Financial & competing interests disclosure

The authors have no relevant affiliations or financial involvement with any organization or entity with a financial interest in or financial conflict with the subject matter or materials discussed in the manuscript. This includes employment, consultancies, honoraria, stock ownership or options, expert testimony, grants or patents received or pending or royalties.

No writing assistance was utilized in the production of this manuscript.

Key issues

  • Multiple genetic factors and how they control airway innate immune activation in early life asthma.

  • How the developing immune system becomes polarized to a TH2 response and whether this can be reversed.

  • How epithelial innate immune activation becomes established and then fails to turn off in the context of asthma, especially the role of initiation and repair mechanisms and what influences these.

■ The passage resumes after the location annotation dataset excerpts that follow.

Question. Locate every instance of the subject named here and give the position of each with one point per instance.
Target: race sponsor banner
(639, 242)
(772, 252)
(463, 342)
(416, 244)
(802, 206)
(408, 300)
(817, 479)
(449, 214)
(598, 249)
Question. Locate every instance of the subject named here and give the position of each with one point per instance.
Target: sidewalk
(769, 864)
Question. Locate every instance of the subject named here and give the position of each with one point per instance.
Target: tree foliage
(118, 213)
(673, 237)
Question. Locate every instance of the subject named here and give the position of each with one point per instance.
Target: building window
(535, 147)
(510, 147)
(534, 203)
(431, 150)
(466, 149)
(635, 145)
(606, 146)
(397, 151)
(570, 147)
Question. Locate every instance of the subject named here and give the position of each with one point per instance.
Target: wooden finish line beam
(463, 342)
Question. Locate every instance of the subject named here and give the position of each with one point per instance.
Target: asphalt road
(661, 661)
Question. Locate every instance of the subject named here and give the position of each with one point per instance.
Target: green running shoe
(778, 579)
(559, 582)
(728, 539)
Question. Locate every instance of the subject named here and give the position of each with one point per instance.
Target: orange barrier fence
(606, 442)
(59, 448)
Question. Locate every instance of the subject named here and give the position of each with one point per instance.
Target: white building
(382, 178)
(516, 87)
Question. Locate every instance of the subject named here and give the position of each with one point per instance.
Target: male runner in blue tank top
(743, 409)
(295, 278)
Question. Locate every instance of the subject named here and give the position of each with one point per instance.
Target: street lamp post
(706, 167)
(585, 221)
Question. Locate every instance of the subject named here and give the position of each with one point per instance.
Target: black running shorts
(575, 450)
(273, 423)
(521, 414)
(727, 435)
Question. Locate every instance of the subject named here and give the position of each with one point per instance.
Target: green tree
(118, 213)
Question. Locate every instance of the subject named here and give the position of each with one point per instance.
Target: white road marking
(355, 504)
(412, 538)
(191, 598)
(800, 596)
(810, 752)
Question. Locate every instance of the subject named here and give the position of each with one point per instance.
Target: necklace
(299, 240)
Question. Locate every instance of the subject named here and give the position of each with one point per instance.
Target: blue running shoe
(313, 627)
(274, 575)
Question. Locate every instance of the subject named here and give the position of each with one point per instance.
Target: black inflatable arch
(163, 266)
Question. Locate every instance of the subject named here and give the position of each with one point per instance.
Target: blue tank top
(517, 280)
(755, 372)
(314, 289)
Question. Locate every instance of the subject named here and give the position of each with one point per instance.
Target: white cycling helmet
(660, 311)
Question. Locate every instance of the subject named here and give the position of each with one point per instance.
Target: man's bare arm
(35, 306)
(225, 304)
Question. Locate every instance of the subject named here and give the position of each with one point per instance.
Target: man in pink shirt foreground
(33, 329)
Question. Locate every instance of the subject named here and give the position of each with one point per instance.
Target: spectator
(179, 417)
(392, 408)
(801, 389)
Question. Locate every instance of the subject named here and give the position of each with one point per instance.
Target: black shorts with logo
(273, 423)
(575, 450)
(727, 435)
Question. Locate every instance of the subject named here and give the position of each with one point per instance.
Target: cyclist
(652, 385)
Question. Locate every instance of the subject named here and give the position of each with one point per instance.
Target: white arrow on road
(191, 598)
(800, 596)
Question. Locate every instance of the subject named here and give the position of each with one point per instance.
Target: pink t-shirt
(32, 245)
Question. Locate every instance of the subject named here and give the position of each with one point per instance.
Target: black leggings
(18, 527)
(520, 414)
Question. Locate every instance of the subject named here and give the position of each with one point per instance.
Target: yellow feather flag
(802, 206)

  • How dendritic cell induction that promotes asthmatic responses from the epithelium and T lymphocytes becomes established and whether these signals can be reversed.

  • How do impaired innate antiviral responses occur in asthmatic innate immune cells, is this controlled genetically/epigentically and how can this process be reversed.

  • How does early life asthma development relate to the development of asthma in older subjects, both those with atopy but importantly also those in whom atopy does not appear to play a central role.